Survey of Vacheron Constantin's Perpetual Calendar Chronographs
Vacheron Constantin has long been considered one of the “Big Three” watchmakers along with Patek Philippe and Audemars Piguet. Each brand has been expertly creating timepieces of the highest order for over a century. When I collected vintage watches my tastes in horological appreciation have always been most sated by the models of Vacheron Constantin, which, more so than with Patek Philippe and Audemars Piguet, have a flair for the bold, especially in regards to case, lug, and dial design
When it comes to the chronographs I would always choose a Vacheron Constantin 4178 with its tear drop lugs and square button pushers, or the ultra-rare 6087, with its “cornes de vache” lugs, round button pushers, and screwed-down case back over any of the fine designs from the other Big Three watchmakers.

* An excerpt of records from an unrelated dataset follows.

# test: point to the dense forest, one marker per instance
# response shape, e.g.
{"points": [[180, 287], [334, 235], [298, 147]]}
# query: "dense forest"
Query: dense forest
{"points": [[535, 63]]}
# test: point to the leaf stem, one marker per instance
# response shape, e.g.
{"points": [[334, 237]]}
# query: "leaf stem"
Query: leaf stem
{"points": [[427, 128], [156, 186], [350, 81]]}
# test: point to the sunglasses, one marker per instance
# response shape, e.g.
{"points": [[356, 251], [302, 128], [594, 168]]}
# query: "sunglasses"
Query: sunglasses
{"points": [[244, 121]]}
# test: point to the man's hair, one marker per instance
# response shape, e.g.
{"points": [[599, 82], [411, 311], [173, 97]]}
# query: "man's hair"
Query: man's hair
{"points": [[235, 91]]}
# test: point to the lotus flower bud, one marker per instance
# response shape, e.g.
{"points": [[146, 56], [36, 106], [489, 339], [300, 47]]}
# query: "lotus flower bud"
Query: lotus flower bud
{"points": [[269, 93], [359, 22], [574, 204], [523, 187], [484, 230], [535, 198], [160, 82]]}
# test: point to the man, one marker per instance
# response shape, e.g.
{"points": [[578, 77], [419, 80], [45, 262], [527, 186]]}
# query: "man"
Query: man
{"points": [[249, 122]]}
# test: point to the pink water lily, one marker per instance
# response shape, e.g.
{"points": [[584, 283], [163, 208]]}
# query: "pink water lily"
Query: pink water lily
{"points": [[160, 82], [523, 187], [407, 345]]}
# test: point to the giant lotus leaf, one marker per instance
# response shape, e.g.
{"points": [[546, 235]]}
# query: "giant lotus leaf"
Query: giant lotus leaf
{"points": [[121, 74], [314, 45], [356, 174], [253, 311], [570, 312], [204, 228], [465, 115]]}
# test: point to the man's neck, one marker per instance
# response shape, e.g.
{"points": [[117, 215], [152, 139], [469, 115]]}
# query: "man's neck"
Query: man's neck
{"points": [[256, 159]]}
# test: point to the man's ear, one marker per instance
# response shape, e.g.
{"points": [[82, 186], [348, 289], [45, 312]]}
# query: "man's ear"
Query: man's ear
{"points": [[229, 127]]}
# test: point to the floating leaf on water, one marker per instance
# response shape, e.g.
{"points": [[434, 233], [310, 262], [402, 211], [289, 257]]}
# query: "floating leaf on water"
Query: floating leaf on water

And even when it comes to the calendar watches, I too preferred the designs from Vacheron Constantin (References 4461 and 4240) over the legendary Patek Philippe 3448 and 3450, though I wished that Vacheron Constantin had competed more directly by making a perpetual calendar complication.
There is one complication combination on the vintage side, however, that Patek Philippe has all to itself, the perpetual calendar chronograph. Though extremely rare, models such as the 1518 and 2499 are beautiful, useful, legible, and desirable. I only wished that Vacheron Constantin made them starting in the 1940’s as well.
It wouldn’t be until 2000 that Vacheron Constantin would produce a true competitor with manual winding chronograph and perpetual calendar, but it would be worth the wait! One of the two crown jewels of the new Malte collection, the other being the Malte Tourbillon, the Perpetual Calendar Chronograph represented a triumph of design
The movement is Vacheron Constantin’s workhorse manual winding caliber 1141, based on a Lemania ebauche that also powered the Historiques Chronograph, to which Vacheron Constantin’s watchmakers added their own calendar module
The case is 39 mm in diameter, and pleasantly chunky at 14 mm thick and was available in either in 3N yellow gold or platinum. A hinged case back offered the owners a wonderful opportunity for a custom engraving and the chance the view the finely finished movement.
In 2007, the Malte Perpetual Calendar Chronograph was updated for a limited run as part of the Excellence Platine collection. The case expanded to 42 mm and the platinum dial was give a sand blasted Finnish. The movement is the same calibre 1141 QP as in the predecessor.
The watch is thinner than the original, and does away with the hinged case back cover.
There were only fifty made.
The focus of Vacheron Constantin at SIHH 2009 was the extension of the Patrimony Traditionnelle line, originally introduced in 2007, with new complications, and among them was a perpetual calendar chronograph, now in a 43 mm case:
True to the times, the yellow gold of the original Malte design has given way to the rose gold case preferred by today’s watch buyers.
Finally, in 2011, the platinum cased watch has been offered with a ruthenium finished dial that distinguishes Vacheron Constantin’s platinum watches from its white gold cousins.
The next step that we collectors anticipate will be the introduction of an entirely in-house chronograph movement with the addition of the perpetual calendar.